Above the illuminator and under the stage is a condenser, a small device that collects and focuses the light from the illuminator onto the specimen, in order for the maximum amount of light to reach the specimen in such a way that the light isn’t scattered but focused onto the specimen.
It may feature a condenser focus knob, which is used to move the condenser up or down to better focus the light.
In between the condenser and the stage is a smaller device called the iris diaphragm. It adjusts and controls the amount of light that reaches the specimen. Lower contrast specimens like transparent and opaque objects need more light to show the details clearly, and the iris diaphragm is what’s used to increase the quantity of light that illuminates the specimen.
Higher-end modern compound light microscopes will normally feature an Abbe condenser with the iris diaphragm, which work hand in hand in controlling the quantity and focus of the light.
Finally, the microscope base is also where you can find the power switch, which is what turns the illuminator on and off. It’s important to remember to keep the switch turned off whenever the microscope is not in use.
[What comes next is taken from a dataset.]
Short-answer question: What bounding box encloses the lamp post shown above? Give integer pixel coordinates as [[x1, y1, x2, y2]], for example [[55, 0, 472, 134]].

How to use a compound microscope
Now that you know all the different parts of a compound microscope, it’s time to understand how to operate it correctly. Below are the steps in using a compound light microscope:
- If the microscope is in storage, carry it by lifting the microscope by the arm and support the weight by placing your other hand under the base. Place the microscope on your work table. With the microscope arm facing your direction, turn the coarse adjustment knob to raise the body tube to a comfortable degree.
- Next, rotate the revolving nosepiece until the low power objective lens clicks into place. Look through the eyepiece to ensure that you have a clear line of sight. Turn on the illuminator, and adjust the light by turning the condenser knob and the iris diaphragm until a bright circle of light shines through the aperture.
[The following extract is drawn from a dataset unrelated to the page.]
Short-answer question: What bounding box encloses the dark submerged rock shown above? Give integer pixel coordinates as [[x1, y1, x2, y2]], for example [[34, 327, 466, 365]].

- Prepare the specimen on a glass slide, and place a cover slip on top. This will protect the specimen and the objective lens from each other, and make it easier to load, remove, label, transport, and store the specimen later on.
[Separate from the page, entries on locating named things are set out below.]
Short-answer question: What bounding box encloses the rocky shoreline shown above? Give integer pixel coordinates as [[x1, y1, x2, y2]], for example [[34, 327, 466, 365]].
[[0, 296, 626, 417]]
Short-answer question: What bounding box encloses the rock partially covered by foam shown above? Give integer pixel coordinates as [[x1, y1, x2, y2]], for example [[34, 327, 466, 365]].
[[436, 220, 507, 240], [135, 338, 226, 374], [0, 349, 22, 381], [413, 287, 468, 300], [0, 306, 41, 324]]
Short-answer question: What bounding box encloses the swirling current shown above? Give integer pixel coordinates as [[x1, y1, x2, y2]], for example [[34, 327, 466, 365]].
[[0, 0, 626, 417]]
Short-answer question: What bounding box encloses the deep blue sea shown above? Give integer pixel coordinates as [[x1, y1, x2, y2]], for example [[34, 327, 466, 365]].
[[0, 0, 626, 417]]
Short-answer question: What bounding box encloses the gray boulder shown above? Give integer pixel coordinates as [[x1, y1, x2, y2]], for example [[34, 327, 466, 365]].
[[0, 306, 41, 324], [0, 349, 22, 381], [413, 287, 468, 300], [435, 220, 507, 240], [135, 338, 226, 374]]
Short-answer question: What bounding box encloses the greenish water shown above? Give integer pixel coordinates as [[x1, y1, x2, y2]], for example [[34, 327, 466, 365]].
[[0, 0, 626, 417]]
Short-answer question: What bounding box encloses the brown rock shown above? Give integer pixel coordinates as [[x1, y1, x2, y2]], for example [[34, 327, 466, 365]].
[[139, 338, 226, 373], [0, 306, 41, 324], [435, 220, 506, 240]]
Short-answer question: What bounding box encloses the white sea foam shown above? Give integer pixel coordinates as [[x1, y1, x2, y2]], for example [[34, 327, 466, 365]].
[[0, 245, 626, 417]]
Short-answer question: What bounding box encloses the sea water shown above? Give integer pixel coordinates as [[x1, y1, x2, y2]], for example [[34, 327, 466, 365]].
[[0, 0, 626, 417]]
- Mount the slide onto the stage, with the specimen resting directly above the aperture. Look through the eyepiece to check whether the specimen is visible, and secure the slide with the stage clips, or adjust the stage using the stage control.
- Readjust the coarse focus to lower the body tube until the objective lens is nearly touching the cover slip of the specimen. Do this by looking at the side of the microscope. Then, look through the eyepiece and refine the adjustment knobs to better focus the image of the specimen.
- If you need a higher magnification power, carefully rotate the nosepiece to shift into the high power objective lens until it clicks into place. Afterward, readjust the coarse and fine focus knobs to refocus the specimen image.
- When you’re done, lower the stage, remove the specimen, and reset the nosepiece into the low power objective. Turn the power switch off, cover the microscope with a dust protector, and return it safely to its storage place.
A compound microscope is a type of microscope that has compound lenses, and operates through light microscopy techniques. It is a high magnification and high power microscope suitable for viewing minute details of small specimens that are invisible to the naked eye.
The parts of a compound microscope can be categorized into two- the optical components, which are the objective lenses and the ocular lenses. All are located at the head of the microscope, and the structural components, which include the adjustment knobs and the light source, which can be found throughout the main frame and the base of the microscope.